Havalar giderek soğuyor. Grip mevsimi kapıda. Dolayısıyla mevsim geçişlerinde bağışıklık sistemimizi güçlendirmek ve hastalıklara karşı vücudumuzun direncini artırmak önem kazanıyor. Peki ama nasıl? Soğuk algınlığından kansere kadar pek çok sağlık sorununa şifa olduğu söylenen propolis, sağlığınızı korumada size destek olabilir.
Arılar yaşamın çok önemli bir parçasıdır. Arıların bize sadece tatlı bir yiyecek sağladığını düşünüyorsanız, çok yanılıyorsunuz. Tükettiğimiz gıdaların yaklaşık üçte birinin yetişmesini ağırlıklı olarak arılara borçluyuz. Arıları uçan eczacı ve doktorlara, kovanları ise doğal hastanelere benzetmek hiç de yanlış olmaz. Bal, yüzyıllardır birçok kişi tarafından sağlık ve güzellik için kullanılıyor. Ancak bu akıllı ve çalışkan canlılar sadece bal üretmiyor. Bal mumu, polen, propolis, arı sütü ve arı zehri kovanlardan bize ulaşan şifalı ürünlerden bazıları. Özellikle propolis son dönemlerde giderek yaygınlaşan bir arı ürünü.
Kovanın koruyucusu
Propolis, arıların bitkilerin tomurcuk ve gövdelerinden topladığı reçinemsi maddeleri işlemesiyle ürettikleri, kovanı mikroplara ve dış etkenlere karşı koruyan bir ürün. Arılar propolisi; kovan çatlaklarını sıvamada, uçuş deliklerinin daraltılmasında ve kovana girdikten sonra öldürülen fakat dışarı atılamayan zararlıların kokmasını önlemek üzere mumyalanmasında kullanıyor. İçeriğinin önemli bir bölümünü flavonoitlerin oluşturduğu propolisin bileşiminde polifenoller, fenolik asitler ve bunların esterleri, terpenler, steroitler, B1, B2, C ve E vitaminleri, mineraller ve aminoasitler yer alır. Propolis ve ekstratında (özünde) antioksidan, antibakteriyel, antiviral, antimikotik, antiparaziter ve antienflamatuar gibi 70’ten fazla faydalı içerik bulunuyor.
Sayısız faydası var
Bağışıklık sistemini güçlendiren propolis, içindeki vitamin ve mineraller sayesinde griple savaşır. Her türlü iltihapta etkin bir tedavi edicidir. Diş eti iltihabını ve ağız yaralarını iyileştirir. Vücudun farklı yerlerinde oluşan uçukları tedavi eder. Yaraların iyileşmesini hızlandırır. Vücudu mantar ve bakterilerden arındırır. Güçlü antioksidan özelliği sayesinde cilt sağlığına iyi gelir, şampuana katılarak kullanıldığında saç derisindeki döküntü ve kepeklenmeyi azaltır. Kanseri önleyici etkiye sahiptir. İçeriğindeki C vitaminiyle beraber hücreleri yenileyici özelliğe sahip olan propolis kanser hücrelerinin büyümesini yavaşlatır.

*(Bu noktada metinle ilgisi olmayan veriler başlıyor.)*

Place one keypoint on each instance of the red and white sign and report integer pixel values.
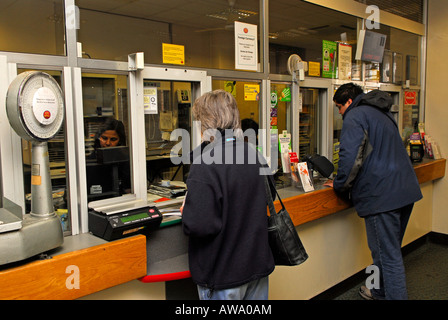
(410, 98)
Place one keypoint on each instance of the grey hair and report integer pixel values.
(217, 110)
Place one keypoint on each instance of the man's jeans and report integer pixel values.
(254, 290)
(385, 233)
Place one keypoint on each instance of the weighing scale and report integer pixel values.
(35, 109)
(115, 221)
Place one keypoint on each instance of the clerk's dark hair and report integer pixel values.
(347, 91)
(111, 124)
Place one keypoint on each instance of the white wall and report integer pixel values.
(436, 112)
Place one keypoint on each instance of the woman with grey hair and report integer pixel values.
(224, 213)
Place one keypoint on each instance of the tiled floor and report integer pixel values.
(426, 274)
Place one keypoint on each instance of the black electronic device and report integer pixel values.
(370, 46)
(112, 225)
(320, 164)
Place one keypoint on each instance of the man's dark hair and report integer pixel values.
(347, 91)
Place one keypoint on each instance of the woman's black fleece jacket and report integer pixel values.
(225, 216)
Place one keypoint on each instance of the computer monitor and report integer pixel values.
(109, 174)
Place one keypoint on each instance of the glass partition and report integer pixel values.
(106, 126)
(204, 30)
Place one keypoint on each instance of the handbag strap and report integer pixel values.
(269, 199)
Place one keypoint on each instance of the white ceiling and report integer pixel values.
(289, 20)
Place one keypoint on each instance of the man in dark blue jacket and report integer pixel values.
(376, 174)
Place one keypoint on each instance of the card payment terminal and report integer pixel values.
(118, 222)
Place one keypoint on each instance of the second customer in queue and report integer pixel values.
(225, 213)
(375, 172)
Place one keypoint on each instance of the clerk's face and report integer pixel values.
(344, 107)
(109, 138)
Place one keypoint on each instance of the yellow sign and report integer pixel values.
(173, 53)
(251, 92)
(314, 69)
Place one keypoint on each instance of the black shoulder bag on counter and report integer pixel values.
(284, 241)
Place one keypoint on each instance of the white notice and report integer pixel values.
(246, 50)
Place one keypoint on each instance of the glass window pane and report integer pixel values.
(106, 125)
(246, 94)
(204, 28)
(297, 27)
(169, 110)
(32, 26)
(58, 172)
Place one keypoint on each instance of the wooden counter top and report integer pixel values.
(310, 206)
(75, 274)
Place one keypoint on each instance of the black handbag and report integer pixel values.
(284, 241)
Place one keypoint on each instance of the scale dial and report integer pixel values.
(35, 106)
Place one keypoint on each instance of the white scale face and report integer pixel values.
(35, 106)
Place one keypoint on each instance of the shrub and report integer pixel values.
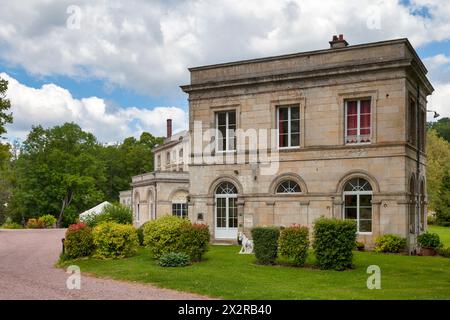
(429, 240)
(48, 221)
(294, 243)
(9, 224)
(116, 213)
(174, 259)
(114, 240)
(390, 243)
(163, 235)
(194, 240)
(34, 224)
(265, 244)
(445, 252)
(431, 220)
(78, 241)
(334, 241)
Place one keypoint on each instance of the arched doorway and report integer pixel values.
(226, 211)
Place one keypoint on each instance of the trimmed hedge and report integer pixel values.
(334, 241)
(390, 243)
(78, 241)
(163, 235)
(429, 240)
(195, 240)
(114, 240)
(174, 259)
(265, 244)
(294, 243)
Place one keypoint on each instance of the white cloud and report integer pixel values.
(147, 45)
(52, 105)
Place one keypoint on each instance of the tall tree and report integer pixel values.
(58, 172)
(438, 159)
(5, 118)
(442, 127)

İşlenme şartlarına dikkat edilmeli
Türkiye’nin bal markalarından Balparmak’ın düzenlediği apiterapi toplantısına katılan Alman Apiterapi Derneği Onursal Başkanı ve Romanya Apiterapi Derneği Başkanı Dr. Stefan Stangaciu da propolisin insan sağlığı için çok yararlı olduğunu belirtiyor:
“Apiterapi 800’den fazla hastalığı önlemek, iyileştirmeye yardımcı olmak ya da iyileştirmek için arı ürünlerinden faydalanan, tamamlayıcı bir yöntem. Arı ürünleri genetik dahil 40’tan fazla tıbbi uzmanlık alanında kullanılıyor. İnsanlar, hayvanlar ve bitkiler için arı ürünlerden biri olan propolisten daha iyi bir koruyucu henüz bulunamadı.”

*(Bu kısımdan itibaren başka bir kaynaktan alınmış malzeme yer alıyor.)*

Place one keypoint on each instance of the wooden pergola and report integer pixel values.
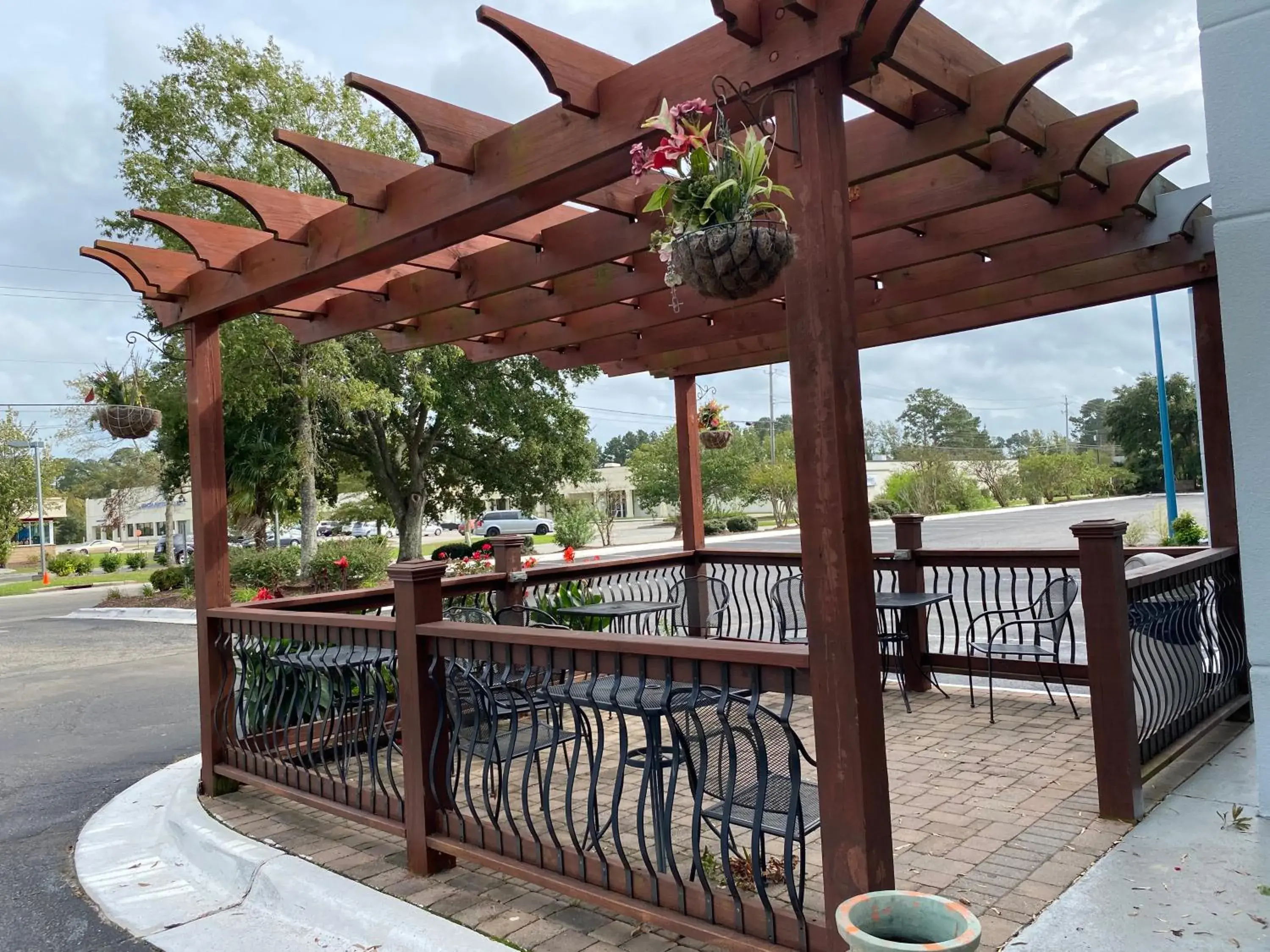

Ancak Stangaciu’nun dikkat çektiği bir nokta var. O da propolisin işlenme şartları: “Propolisin faydalarından etkin şekilde yararlanabilmek için mutlaka işlenmiş olması gerekiyor. Propolis kovandan alındığında içeriğinde balmumu, arı kalıntıları, çevresel faktörlere bağlı kirlilikler bulunur. Bu nedenle ekstraksiyon yani özütleme işleminden mutlaka geçirilmesi gerekir. Bu işlemde genellikle alkol kullanılır. Çözücü olarak etil alkol veya alkol türevi olan propilen glikol gibi taşıyıcıların kullanılması durumunda, günlük kullanım miktarına dikkat etmek gerekir. Dünya Sağlık Örgütü tarafından propilen glikolün günlük kullanım miktarı, kilo başına 25 mg. ile sınırlandırıldı. Bu gibi çözücülerin özellikle çocuklarda kullanılması sakıncalı olabilir. Bu sebeple propolis alırken güvenilir markaların tercih edilmesini öneriyorum.”
Nasıl kullanılır?
Propolis kullanmadan önce doktorunuza danışmanız gerekli. Uygun görmesi halinde, yetişkinlerde önerilen miktar günlük 2 gram. Mevsim geçişlerinde ya da hastalık dönemlerinde bu dozu iki katına çıkartabilirsiniz. Propolisi bala ve yoğurda karıştırarak tüketebilirsiniz. Su ile karıştırarak gargara olarak ya da ballı su ile karıştırarak şurup olarak faydalanmanız da mümkün.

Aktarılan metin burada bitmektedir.